The first person who came up to her whispered something and she laughed again. But her face didn’t smile, she made a noise like she found it funny but l think she was scared. She started to drink more and more and more, those harsh cans of K that made her wince and gulp, wince and gulp. l carried on chatting to her, but she stopped listening to me or showing any interest in what l had to say, more dark characters kept approaching her. When she spoke to them she talked louder and looked more serious. They crept up and kept her attention, l couldn’t hear them and they only spoke to her. The sun went behind the clouds and the street got much busier, l got distracted by all the crowds, my clothes were selling well and l was having fun watching the world go by. The next time l looked up she had five of them around her and she was angry and desperate. I shouted over to her but she couldn’t hear or see beyond them, they had surrounded her and blocked our eye line. Then, just a quickly as they came, they disappeared and she spoke to me. Only this time l couldn’t understand her. All her words slurred into nothing and her eyes were bloodshot. She got up and stumbled over to me, grabbed my head and mumbled ‘baby girl, baby girl’ over and over into my hair.

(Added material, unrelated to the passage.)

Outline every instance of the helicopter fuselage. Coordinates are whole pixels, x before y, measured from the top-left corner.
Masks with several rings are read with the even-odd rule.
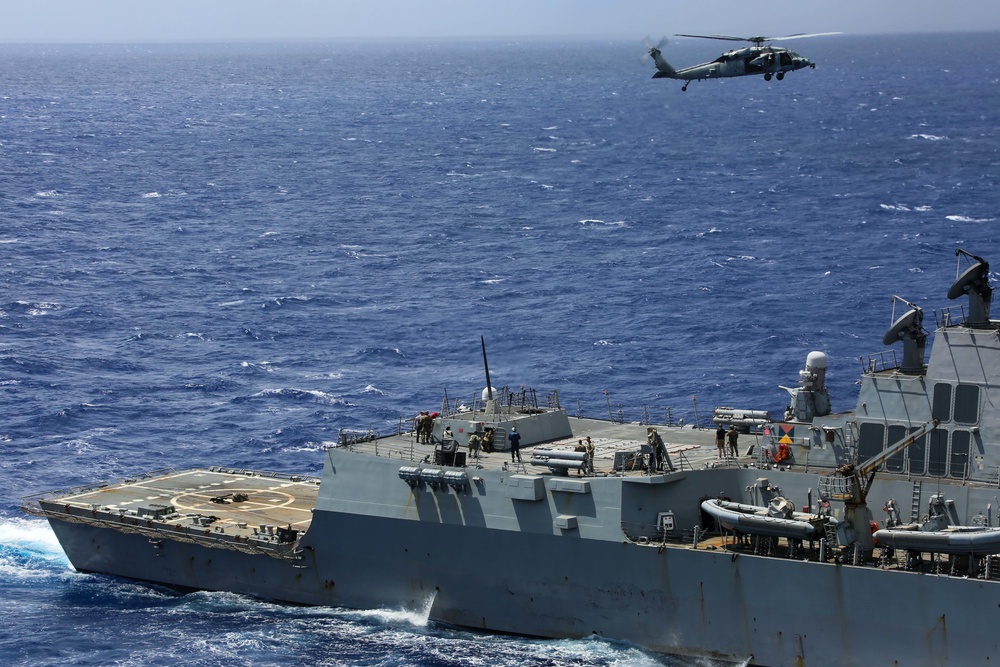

She was different now, l didn’t know her before, but this new person who shouted like just another crazy, who spat in my face when she muttered her sentences at me wasn’t the lady l looked up to this morning. After that they came back and back, more and more, she became manic, shouting and sending them away, but they came back and back, more and more. The shadows from the pavement loitered all around her all the time now. She kicked all of what she had left into the gutter and threw the sheet into the road, she was crying but didn’t make a sound. Tears just spilled down her cheeks, all the while she argued more and they showed no sympathy. It looked cruel. She gave them her money and just wandered away, they walked in the opposite direction. l watched her little dreadlocks bob away until they just disappeared into the sea of people.
She’s there each week. She shouts ‘baby girl’ and l give her something of mine and she gives me anything she has. I watch her like any another addict but there is no such thing. Don’t you think behind each somebody there is a story, someone else, somewhere loves them. That’s someones sister, that’s somebodies child, somebody somewhere loves that person, but they aren’t around now. She isn’t just a victim, but she does invite this, l wish she wouldn’t.